With the small profile, Cloud Pak foundational services runs multiple replicas of stateful pods, so no data is lost on failure. The small profile runs only a single replica of Cloud Pak foundational services workload pods. Therefore, when a workload pod is interrupted, the resulting loss of service could impact authentication while the pod is rescheduled:

  • You might not be able to establish new UI connections until the IAM services are rescheduled.
  • You might not be able to run command-line tools when platform API services are rescheduled.
  • You might not be able to access the Admin Hub or establish a new login session while the common UI services are rescheduled.
  • You might see UI interruption when a new capability is added to the solutions (for example, installing a new capability in a new namespace).

Although UI, CLI, and API authentication could be affected, these authentication flows are not used to process production workload through CP4I instances.

If this is not suitable for your deployment, run Cloud Pak foundational services in a medium or large profile.

ReadWriteMany approach

This approach uses a set of pods, typically managed by a replica set, which use a shared persistent volume using the ReadWriteMany (RWX) access mode.

Because multiple pods require access to the same persistent volume, the persistent volume must be accessible across failure domains to provide high availability, and the system relies on the storage layer to provide high availability for the stored data.
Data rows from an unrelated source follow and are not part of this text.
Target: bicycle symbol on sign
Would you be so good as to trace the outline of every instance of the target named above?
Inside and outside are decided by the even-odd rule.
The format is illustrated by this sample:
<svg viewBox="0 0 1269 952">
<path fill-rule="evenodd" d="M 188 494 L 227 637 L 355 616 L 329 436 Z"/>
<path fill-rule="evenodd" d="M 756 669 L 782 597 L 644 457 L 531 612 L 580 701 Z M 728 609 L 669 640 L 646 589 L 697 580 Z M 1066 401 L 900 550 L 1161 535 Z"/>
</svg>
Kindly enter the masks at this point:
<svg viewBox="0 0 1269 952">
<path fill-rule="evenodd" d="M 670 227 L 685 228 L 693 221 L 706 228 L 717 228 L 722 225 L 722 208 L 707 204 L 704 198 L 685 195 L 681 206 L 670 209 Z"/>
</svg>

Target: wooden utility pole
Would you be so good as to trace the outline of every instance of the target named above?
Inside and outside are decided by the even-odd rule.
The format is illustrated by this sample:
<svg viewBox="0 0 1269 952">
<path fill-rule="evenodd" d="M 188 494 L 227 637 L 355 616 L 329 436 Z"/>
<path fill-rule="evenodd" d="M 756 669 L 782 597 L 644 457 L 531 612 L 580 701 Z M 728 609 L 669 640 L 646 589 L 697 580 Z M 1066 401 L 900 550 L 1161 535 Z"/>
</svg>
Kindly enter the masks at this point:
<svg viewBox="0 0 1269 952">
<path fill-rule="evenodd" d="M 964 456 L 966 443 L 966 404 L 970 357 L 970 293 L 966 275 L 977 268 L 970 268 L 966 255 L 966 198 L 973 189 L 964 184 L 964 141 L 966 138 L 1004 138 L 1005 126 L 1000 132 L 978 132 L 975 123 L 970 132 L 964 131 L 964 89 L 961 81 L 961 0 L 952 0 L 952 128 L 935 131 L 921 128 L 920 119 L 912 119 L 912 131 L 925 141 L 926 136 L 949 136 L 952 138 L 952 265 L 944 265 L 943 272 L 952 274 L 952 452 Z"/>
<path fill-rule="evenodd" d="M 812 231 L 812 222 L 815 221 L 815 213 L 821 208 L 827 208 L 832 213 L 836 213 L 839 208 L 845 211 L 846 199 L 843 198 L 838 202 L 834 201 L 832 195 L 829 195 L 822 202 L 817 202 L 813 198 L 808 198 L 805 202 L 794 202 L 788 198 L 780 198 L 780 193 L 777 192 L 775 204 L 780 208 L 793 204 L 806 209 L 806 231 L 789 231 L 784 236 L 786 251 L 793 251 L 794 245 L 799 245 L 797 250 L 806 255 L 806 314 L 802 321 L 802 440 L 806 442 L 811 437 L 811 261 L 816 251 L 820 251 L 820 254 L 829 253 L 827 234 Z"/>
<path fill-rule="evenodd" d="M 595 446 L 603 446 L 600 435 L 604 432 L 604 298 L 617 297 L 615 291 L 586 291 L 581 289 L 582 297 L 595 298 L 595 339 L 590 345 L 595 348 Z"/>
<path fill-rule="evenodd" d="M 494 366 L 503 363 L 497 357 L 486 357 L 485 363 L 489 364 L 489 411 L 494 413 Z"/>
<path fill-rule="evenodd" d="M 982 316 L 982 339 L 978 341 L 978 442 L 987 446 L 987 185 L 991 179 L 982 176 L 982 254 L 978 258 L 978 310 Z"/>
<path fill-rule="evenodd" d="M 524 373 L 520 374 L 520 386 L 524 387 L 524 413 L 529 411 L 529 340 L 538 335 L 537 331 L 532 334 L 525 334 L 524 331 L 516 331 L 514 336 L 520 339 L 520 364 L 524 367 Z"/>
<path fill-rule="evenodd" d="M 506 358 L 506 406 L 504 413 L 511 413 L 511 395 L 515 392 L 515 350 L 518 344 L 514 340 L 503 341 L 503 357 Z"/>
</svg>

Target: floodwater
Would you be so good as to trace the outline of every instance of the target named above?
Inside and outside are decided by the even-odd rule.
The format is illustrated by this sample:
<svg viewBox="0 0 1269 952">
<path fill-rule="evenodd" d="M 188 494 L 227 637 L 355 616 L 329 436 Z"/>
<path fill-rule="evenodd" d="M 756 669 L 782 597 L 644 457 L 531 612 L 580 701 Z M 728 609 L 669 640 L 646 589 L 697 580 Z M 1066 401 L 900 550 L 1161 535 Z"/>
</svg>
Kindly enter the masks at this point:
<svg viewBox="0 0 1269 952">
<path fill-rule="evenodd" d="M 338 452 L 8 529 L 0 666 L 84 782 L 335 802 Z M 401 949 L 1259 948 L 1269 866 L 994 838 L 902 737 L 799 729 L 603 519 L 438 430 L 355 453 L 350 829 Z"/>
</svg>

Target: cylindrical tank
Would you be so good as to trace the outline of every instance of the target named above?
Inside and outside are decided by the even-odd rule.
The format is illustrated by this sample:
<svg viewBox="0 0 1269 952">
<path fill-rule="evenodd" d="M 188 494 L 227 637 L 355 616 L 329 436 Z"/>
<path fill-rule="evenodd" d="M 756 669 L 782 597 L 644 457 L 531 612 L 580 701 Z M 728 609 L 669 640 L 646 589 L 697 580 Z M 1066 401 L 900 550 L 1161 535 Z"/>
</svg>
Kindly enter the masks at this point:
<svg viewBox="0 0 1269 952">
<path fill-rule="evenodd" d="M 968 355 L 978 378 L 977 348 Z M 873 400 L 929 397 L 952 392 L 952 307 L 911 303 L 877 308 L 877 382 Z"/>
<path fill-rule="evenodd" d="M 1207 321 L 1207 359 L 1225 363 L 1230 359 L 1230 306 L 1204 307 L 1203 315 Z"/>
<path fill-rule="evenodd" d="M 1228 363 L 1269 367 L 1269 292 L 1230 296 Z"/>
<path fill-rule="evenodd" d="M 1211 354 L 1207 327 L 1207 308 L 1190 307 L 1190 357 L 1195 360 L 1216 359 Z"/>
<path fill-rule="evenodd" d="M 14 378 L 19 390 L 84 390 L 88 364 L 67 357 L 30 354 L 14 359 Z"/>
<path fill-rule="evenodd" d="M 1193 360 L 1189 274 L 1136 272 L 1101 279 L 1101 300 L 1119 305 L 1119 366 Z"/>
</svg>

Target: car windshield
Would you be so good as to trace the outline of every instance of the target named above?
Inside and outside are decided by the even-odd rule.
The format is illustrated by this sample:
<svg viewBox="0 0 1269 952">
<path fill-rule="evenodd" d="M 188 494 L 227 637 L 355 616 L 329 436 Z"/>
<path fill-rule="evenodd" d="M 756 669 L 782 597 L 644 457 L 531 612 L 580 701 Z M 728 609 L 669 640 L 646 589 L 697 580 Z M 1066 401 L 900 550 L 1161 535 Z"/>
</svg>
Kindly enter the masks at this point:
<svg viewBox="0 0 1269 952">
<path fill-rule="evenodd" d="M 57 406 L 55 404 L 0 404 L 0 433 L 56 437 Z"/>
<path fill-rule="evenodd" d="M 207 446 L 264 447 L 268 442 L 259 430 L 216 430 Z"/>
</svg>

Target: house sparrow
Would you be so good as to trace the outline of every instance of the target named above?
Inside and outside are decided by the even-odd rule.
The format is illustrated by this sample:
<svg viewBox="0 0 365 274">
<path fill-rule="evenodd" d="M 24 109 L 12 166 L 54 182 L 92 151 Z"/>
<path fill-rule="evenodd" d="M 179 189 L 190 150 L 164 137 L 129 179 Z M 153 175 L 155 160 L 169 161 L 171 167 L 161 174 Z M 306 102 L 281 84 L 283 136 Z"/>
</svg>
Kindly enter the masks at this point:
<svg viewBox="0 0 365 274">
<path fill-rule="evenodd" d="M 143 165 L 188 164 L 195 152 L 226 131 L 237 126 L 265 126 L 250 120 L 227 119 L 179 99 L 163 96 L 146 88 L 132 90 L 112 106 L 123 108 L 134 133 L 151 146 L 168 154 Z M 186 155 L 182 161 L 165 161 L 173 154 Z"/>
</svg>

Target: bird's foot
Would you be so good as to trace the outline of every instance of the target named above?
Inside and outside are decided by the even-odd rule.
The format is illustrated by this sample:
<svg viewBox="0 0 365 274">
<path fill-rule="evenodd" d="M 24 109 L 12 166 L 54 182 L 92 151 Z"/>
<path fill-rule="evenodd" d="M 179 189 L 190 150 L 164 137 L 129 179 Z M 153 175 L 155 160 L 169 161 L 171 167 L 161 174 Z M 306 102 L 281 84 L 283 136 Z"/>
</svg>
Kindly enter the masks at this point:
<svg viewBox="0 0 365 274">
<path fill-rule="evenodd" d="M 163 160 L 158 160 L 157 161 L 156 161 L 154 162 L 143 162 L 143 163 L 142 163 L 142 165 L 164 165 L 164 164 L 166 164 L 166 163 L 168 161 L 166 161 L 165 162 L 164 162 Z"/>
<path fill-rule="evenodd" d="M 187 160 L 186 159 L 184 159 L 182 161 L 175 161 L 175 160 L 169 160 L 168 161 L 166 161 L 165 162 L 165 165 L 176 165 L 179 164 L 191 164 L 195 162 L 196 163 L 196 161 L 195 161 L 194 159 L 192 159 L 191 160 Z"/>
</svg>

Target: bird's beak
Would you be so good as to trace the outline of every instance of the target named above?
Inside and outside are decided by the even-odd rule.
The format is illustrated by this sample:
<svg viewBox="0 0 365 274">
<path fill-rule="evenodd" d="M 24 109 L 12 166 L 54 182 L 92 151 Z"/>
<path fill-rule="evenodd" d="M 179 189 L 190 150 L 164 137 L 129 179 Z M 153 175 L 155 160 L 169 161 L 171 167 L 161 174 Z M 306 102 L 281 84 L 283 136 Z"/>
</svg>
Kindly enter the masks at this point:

Cloud Pak for Integration capabilities that use this approach are:

  • IBM Cloud Pak for Integration (for Platform UI)
  • Automation Foundation assets/formerly Asset Repository (for file storage only)
  • Integration tracing/formerly Operations Dashboard (partial usage)
  • App Connect Dashboard (for storage of uploaded BAR files)
Note: Not all storage providers support using RWX volumes across failure domains:
  • Portworx and Openshift Data Foundation (formerly OpenShift Container Storage) ensure that storage volumes are accessible in all regions by performing replication.
  • The IBM Cloud File Service does not provide RWX volumes across multiple zones, so it is not suitable for use with HA clusters spread across> multiple zones.

Object Storage approach

This approach uses an object storage endpoint that is managed separately to the lifecycle of the integration deployment. This can simplify storage management, especially when the alternative requires an RWX storage approach.

Cloud Pak for Integration capabilities that use this approach are:

  • App Connect Dashboard (for storage of uploaded BAR files)